Le texte qui suit est une traduction de la critique du livre de Ray Kerkhove, How they fought, parue dans la revue Oceania (25 mars 2024)

Le livre de l’historien Ray Kerkhove, How They Fought, est une contribution bienvenue à un sujet négligé : la façon dont les sociétés indigènes d’Australie ont pu s’engager dans des affrontements armés, en l’occurrence contre la présence coloniale. Comme le souligne l’auteur, un tel sujet comporte évidemment de nombreuses dimensions. La première d'entre elle dépasse la simple connaissance historique et résonne avec des débats politiques tout à fait contemporains. Il s’agit notamment de démontrer la réalité d’une véritable résistance armée que l’on peut qualifier de guérilla, contre ceux qui l’assimilent à de simples actes de vengeance et de pillage. Cette réhabilitation permet également de sortir d’une représentation qui cantonne les Premières Nations dans le rôle de victimes, et de mettre en avant leur capacité à agir, malgré une infériorité de moyens qui a rendu la lutte trop inégale.

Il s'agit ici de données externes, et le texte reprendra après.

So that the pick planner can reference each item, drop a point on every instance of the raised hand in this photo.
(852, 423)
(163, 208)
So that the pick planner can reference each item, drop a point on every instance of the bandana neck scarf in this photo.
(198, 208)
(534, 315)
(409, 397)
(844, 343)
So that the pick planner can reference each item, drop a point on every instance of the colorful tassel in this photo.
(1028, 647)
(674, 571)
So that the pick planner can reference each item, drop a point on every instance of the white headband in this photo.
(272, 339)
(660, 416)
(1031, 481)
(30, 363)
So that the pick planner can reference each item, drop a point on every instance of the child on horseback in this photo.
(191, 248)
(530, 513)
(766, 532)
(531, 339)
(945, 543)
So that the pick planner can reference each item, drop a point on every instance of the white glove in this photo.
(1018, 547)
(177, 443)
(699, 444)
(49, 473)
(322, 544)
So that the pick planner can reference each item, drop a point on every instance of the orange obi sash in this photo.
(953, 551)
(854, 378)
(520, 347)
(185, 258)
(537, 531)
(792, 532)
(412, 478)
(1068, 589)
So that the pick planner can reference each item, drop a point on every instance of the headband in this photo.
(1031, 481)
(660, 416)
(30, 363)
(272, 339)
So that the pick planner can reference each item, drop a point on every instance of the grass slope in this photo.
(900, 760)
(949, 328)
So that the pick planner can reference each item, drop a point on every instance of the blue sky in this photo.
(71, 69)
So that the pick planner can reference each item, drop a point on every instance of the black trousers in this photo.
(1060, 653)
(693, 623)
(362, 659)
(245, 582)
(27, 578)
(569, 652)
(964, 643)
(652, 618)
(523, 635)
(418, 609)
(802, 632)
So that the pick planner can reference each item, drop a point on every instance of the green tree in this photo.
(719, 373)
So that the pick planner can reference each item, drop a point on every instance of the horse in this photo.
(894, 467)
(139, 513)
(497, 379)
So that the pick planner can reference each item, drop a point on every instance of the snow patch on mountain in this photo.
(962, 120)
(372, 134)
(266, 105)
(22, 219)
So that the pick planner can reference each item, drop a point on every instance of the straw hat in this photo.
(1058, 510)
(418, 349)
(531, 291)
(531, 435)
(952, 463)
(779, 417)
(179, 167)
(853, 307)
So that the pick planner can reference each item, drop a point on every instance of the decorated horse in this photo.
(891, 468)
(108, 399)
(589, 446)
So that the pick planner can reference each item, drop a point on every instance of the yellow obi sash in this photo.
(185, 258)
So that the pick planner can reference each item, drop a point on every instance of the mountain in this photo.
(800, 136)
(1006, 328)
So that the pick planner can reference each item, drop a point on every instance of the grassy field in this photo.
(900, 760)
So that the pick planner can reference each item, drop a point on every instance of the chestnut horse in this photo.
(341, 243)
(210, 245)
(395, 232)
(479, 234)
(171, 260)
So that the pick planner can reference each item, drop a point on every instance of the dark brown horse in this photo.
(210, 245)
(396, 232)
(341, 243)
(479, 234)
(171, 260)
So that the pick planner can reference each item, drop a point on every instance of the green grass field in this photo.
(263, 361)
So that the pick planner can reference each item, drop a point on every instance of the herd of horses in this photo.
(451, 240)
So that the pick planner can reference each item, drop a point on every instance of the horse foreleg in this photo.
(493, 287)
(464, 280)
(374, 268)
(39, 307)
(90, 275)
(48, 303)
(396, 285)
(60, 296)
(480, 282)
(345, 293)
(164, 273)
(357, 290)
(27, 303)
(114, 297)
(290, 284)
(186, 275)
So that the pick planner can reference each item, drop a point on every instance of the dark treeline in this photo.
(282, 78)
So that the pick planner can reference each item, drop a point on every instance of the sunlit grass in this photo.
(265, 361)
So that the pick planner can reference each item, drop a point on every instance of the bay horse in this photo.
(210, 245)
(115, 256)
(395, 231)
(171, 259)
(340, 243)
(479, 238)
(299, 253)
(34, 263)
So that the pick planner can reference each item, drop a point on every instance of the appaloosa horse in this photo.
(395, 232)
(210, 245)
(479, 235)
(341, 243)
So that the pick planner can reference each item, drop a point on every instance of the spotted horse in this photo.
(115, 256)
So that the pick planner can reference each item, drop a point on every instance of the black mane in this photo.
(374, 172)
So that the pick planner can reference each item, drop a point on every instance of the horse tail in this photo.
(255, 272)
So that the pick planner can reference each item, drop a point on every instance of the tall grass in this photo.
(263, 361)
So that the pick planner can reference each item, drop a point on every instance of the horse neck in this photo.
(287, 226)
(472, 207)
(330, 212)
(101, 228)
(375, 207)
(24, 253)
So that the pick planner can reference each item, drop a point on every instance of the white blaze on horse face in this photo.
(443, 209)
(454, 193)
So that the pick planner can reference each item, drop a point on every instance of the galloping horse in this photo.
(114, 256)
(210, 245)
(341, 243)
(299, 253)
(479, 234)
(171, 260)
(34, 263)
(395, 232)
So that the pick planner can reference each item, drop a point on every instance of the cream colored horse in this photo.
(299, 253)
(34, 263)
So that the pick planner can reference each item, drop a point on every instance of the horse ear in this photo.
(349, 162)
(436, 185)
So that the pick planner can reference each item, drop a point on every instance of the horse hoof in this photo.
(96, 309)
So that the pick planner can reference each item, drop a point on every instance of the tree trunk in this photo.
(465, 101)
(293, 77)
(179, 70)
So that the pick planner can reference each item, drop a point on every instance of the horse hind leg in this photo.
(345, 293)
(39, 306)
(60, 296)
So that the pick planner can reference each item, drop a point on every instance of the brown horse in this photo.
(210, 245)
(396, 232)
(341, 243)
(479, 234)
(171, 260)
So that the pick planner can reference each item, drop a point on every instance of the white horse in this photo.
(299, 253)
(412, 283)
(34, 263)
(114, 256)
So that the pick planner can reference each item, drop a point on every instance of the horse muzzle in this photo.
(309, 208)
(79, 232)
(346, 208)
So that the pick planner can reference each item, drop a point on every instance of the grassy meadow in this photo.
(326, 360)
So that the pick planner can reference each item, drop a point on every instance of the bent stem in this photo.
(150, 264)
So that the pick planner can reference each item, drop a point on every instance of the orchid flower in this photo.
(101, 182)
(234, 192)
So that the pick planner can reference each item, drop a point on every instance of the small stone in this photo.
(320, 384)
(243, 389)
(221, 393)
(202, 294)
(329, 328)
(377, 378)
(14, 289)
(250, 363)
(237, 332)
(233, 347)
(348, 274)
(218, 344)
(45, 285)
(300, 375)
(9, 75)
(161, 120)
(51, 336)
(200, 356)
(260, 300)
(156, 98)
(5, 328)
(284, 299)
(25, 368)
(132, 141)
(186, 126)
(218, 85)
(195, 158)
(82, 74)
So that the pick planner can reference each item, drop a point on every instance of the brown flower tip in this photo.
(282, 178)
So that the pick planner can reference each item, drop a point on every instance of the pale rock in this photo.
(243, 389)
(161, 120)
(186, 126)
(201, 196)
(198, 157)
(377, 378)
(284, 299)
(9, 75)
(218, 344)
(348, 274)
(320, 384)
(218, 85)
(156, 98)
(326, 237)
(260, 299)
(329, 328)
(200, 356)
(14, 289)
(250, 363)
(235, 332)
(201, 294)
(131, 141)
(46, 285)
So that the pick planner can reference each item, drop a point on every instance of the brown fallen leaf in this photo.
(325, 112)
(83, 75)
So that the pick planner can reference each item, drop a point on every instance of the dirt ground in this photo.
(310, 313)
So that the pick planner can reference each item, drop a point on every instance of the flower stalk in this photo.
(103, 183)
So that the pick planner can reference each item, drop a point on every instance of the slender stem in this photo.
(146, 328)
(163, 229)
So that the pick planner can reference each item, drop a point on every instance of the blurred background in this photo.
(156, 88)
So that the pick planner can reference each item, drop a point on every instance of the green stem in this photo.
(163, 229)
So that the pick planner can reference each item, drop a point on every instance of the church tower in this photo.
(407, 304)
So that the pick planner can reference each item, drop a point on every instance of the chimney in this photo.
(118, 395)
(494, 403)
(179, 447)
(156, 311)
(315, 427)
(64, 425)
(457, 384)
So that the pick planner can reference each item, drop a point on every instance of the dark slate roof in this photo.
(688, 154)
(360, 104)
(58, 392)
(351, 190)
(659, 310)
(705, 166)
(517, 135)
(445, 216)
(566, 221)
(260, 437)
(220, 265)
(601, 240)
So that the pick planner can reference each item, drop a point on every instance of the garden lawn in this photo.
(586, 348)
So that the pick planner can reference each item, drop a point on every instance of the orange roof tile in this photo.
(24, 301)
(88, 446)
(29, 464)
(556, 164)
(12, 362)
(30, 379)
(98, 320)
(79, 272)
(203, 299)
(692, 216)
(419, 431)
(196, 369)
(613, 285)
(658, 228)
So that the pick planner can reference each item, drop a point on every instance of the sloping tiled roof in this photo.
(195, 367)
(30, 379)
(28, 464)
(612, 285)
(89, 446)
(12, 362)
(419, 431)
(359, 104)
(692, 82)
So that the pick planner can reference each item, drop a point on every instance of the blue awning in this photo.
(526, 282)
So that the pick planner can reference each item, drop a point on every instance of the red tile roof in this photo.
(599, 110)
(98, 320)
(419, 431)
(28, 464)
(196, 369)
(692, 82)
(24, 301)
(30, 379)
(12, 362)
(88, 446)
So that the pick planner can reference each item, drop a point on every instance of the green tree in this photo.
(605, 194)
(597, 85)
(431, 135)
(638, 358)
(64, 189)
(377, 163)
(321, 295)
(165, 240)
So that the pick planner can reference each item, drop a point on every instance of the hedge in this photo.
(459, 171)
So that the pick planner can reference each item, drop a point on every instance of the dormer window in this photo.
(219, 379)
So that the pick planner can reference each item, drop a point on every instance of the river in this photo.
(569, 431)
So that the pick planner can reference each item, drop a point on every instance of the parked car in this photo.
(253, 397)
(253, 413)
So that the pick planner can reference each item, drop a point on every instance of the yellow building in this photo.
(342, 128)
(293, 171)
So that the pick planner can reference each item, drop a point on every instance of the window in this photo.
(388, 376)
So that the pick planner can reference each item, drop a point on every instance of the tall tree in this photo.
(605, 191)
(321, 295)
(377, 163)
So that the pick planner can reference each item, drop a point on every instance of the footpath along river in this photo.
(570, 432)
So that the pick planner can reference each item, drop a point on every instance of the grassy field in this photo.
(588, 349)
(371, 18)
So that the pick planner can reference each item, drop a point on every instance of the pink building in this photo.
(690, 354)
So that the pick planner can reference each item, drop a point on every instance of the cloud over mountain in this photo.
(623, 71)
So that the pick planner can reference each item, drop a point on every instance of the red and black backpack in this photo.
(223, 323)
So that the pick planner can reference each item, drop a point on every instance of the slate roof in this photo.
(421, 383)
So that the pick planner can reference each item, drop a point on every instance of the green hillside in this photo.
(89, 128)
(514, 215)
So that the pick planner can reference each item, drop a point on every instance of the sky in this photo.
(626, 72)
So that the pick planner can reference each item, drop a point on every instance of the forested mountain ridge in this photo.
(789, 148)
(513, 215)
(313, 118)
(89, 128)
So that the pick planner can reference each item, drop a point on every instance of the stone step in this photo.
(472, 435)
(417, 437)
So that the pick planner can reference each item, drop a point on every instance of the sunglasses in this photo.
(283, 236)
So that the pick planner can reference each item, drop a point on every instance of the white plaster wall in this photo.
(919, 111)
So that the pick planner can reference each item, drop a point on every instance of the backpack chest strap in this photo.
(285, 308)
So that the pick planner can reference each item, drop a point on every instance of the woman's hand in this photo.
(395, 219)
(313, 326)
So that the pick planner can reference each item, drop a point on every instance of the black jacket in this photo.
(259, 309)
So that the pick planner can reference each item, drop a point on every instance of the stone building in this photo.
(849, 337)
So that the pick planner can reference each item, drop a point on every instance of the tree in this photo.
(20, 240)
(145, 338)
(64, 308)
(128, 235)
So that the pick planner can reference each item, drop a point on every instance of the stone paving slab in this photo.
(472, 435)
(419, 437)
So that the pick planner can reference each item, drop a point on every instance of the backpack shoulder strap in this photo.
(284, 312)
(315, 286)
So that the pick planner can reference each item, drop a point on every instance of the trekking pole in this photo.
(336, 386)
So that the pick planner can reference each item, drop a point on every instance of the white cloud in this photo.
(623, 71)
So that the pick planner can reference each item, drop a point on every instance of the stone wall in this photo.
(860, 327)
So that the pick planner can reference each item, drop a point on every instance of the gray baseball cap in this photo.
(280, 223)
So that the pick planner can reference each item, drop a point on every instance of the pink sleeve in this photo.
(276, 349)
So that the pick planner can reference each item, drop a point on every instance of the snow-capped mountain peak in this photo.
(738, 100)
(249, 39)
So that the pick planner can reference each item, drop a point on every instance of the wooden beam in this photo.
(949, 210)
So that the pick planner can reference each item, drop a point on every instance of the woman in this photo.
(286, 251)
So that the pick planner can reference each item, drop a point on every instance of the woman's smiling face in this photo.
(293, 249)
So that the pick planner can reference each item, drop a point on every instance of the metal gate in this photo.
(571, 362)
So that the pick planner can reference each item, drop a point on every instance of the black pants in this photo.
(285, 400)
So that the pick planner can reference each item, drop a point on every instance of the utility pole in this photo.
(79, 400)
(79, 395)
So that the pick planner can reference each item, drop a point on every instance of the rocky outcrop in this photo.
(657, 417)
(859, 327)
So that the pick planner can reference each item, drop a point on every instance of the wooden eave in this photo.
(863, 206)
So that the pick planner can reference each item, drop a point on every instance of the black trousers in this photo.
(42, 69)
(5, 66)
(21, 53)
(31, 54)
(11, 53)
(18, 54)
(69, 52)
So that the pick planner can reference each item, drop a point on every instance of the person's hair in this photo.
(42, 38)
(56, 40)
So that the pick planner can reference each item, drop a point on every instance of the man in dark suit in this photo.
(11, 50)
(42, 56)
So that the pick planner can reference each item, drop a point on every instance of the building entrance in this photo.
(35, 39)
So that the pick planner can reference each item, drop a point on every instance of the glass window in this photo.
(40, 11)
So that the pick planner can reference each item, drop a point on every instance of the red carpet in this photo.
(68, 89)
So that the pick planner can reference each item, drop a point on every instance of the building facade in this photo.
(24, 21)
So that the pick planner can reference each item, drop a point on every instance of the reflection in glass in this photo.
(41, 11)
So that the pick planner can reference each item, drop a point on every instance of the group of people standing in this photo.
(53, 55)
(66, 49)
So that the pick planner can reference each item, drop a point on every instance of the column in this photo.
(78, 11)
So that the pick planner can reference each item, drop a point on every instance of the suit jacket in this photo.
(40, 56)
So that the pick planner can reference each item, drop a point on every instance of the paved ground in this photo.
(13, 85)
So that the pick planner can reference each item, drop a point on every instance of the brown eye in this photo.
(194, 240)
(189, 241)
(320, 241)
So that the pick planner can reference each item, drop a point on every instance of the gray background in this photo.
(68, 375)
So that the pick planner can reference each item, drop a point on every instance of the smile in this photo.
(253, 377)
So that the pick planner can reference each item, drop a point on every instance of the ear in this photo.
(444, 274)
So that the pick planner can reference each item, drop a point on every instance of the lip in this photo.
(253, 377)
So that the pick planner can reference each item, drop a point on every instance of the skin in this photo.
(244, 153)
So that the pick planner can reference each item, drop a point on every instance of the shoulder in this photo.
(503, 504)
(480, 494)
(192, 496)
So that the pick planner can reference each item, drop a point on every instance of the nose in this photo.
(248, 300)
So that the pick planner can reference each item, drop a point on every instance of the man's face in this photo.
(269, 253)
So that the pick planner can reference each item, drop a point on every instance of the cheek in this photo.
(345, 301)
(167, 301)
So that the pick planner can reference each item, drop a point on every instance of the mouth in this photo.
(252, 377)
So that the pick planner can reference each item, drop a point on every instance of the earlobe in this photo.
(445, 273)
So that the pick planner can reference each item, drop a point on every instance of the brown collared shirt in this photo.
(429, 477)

Le sujet amène donc à s’interroger sur le degré d’organisation militaire dont étaient capables ces sociétés de chasseurs-cueilleurs, en évaluant notamment la coordination des opérations armées, la variété des tactiques employées et la nature de la chaîne de commandement qu’elles nécessitaient. Elle conduit également à tenter d’identifier les continuités ou les ruptures entre ces conflits et ceux qui traversaient les sociétés précoloniales, ainsi que l’impact de la pénétration occidentale sur les structures militaro-sociales des sociétés indigènes. Comme l’indique l’auteur, How They Fought « traite tous ces aspects, mais se concentre surtout sur les dimensions tactiques et organisationnelles » (p. 4).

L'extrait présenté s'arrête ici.